The main way a publicly traded company can avoid this, is by making themselves more expensive so that they don't get an offer. Puffer fish are harder to swallow. KKR stuff.

Why do you insist on arguing about a sidetrack?
@mekkaokereke

@osma

First of all, this is my thread, and my mentions. I decide what's main track and sidetrack.

Now that we've cleared that up: the fact that Twitter was effective for combating the harms that I want to talk about are important to me. Mastodon is not effective at those things, because there are not enough Black people here. But there could be.
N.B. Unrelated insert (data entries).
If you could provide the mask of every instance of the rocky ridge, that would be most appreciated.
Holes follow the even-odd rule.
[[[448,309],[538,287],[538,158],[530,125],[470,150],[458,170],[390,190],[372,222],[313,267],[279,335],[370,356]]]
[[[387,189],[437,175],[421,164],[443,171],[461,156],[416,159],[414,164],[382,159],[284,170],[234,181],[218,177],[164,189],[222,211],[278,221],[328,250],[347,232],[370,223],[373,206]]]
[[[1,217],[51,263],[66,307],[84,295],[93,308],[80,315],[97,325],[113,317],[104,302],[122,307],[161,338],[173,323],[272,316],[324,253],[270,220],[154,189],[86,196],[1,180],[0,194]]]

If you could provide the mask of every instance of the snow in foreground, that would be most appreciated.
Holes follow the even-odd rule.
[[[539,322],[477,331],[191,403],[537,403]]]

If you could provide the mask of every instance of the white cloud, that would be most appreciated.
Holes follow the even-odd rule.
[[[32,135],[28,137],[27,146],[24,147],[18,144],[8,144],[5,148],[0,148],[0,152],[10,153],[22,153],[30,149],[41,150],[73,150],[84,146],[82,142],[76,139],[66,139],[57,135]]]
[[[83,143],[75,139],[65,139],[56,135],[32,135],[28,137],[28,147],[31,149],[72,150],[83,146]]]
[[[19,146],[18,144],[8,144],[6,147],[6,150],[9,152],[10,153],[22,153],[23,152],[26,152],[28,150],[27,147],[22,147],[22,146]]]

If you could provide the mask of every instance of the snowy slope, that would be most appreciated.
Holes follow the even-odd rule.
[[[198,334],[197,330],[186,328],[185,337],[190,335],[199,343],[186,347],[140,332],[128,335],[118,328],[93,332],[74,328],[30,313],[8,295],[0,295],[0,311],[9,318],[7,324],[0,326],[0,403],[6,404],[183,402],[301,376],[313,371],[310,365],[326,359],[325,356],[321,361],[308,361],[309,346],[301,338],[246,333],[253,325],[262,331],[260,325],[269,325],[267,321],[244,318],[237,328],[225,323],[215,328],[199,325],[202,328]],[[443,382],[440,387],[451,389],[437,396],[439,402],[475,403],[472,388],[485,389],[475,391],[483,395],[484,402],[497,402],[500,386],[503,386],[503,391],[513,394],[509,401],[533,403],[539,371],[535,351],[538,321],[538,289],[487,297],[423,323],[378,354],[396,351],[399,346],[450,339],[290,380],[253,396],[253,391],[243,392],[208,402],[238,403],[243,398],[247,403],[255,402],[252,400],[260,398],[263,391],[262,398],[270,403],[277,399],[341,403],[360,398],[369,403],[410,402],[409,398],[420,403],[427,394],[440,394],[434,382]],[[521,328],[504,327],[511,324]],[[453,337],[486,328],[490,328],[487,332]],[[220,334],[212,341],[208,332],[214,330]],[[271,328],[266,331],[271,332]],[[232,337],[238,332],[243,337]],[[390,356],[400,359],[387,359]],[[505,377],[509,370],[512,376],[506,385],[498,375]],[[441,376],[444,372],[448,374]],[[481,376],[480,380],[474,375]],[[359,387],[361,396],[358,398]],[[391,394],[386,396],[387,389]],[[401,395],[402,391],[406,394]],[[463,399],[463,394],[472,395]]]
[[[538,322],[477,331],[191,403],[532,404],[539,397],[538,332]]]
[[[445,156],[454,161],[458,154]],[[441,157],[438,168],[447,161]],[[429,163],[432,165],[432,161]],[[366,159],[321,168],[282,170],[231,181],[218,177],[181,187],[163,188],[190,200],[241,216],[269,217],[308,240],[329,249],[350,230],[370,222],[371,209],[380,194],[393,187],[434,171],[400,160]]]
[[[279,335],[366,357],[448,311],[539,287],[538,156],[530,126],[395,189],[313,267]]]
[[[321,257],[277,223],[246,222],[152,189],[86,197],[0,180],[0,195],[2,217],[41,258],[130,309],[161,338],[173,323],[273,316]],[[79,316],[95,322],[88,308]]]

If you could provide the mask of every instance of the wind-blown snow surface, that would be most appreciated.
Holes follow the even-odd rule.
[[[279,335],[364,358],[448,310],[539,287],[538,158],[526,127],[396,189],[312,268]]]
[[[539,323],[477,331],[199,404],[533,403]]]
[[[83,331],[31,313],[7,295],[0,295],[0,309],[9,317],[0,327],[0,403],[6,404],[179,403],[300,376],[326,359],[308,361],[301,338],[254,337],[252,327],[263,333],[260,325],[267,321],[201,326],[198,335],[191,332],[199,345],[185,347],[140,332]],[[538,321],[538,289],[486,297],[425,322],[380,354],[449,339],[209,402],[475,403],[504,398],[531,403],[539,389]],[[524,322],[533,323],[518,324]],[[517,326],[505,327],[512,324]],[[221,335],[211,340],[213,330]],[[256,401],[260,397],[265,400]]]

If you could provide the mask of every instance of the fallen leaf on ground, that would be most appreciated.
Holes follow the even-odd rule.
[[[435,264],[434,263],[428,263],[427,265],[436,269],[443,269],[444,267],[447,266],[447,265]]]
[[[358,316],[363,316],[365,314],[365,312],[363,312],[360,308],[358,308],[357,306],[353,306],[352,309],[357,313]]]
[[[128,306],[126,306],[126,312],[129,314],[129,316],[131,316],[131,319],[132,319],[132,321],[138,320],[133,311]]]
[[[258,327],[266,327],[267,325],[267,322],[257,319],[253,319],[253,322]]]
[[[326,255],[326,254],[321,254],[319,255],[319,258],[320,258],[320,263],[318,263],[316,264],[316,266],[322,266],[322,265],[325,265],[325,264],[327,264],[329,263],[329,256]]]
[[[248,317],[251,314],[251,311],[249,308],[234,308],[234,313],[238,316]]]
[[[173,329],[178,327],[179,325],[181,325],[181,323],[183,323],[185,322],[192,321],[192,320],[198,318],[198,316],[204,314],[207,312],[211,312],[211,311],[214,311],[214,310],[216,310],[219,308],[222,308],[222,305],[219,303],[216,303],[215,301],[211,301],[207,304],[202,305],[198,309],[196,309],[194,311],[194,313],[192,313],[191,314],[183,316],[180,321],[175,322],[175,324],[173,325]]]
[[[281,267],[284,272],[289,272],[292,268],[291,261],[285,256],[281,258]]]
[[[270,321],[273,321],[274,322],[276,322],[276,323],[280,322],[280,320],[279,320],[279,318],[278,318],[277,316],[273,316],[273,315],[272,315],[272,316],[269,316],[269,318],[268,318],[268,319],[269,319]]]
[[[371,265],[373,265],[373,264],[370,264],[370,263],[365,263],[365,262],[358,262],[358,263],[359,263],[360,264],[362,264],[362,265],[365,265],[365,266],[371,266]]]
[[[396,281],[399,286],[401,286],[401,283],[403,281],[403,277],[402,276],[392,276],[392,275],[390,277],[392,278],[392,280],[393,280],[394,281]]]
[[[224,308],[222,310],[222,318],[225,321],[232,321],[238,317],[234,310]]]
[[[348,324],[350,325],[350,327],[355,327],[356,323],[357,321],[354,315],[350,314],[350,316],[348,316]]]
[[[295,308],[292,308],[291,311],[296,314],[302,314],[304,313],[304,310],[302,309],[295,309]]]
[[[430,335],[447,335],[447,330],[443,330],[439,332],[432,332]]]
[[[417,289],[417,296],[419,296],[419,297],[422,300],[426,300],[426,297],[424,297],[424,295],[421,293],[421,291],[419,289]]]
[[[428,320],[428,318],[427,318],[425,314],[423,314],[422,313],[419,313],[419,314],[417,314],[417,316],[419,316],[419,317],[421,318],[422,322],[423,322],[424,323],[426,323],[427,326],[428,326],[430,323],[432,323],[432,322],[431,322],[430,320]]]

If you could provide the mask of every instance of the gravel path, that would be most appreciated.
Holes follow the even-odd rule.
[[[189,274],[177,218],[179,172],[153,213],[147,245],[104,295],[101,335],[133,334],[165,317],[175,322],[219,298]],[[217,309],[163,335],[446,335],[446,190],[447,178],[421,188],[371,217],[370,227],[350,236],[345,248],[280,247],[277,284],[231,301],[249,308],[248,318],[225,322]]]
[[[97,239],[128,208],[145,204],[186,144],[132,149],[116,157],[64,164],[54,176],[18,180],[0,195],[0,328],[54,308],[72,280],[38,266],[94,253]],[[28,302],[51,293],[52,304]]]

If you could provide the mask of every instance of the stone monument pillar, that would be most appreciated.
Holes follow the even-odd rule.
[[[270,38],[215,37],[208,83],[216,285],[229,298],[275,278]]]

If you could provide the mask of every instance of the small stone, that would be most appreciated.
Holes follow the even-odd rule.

Mastodon not being attractive as an acquisition target has nothing to do with whether or not there is or is not algorithmic content viewership here or editorial control. It is because even if there were 1000 algorithms and 1000 editors, they would all be independently owned. We agree on the decentralized point. I've already said that.

But we don't agree on what makes a platform vulnerable to fascist takeover.

As in, even if every major instance on Mastodon agreed to a single editor standard tomorrow, it would still not be as vulnerable as Twitter, because everyone could switch away from that the day after if they chose to. And because Mastodon is not a publicly traded company with a fiduciary responsibility to maximize shareholder returns.

If I email Eugen and Renaud tomorrow, and show them definitive proof that Mastodon is unlikely to generate $10B over the next 5 years, but that if he takes my $10B, me and my fashy friends will return that to shareholders within 2 years, Renaud can just laugh in my face, tell me to get stuffed, and block my number. He won't be sued later for not considering the offer. This has nothing to do with Mastodon being a media or not.

Okay then. Do you know how many times in its history was Twitter able to post a positive earnings result and how much capital it destroyed while publicly listed?

Twice in ten years and approx - 1.8 billion $. That's what made it vulnerable. No one wanted to compete with Elon's ketamine induced crazy bid. Not even Elon himself.

Did you know that Netflix, meanwhile, did fight off a hostile takeover by Carl Icahn?

Did you know Paramount was fought over in a bidding war?
@mekkaokereke

@osma

OK, I'm disengaging because we're not going to agree on this, and because we've reached the weird part of the conversation where you're trying to 'splain specific corporate takeover attempts and their successful defenses to me, when the executives that defended against those takeovers are personal friends of mine.

Be well.

So you did know that profitability does lead to valuation and makes a public company defensible. I did suspect as much. I hope we still do agree that competing voices on a level playing field matter. Be well.
@mekkaokereke

@osma

No it doesn't.

Profitability != valuation.

Amazon. OpenAI. Tesla.

I'll let Russ Hanneman explain it.๐Ÿคก
https://m.youtube.com/watch?v=BzAdXyPYKQo

OK, I'm really going now. I'll let you have the last word.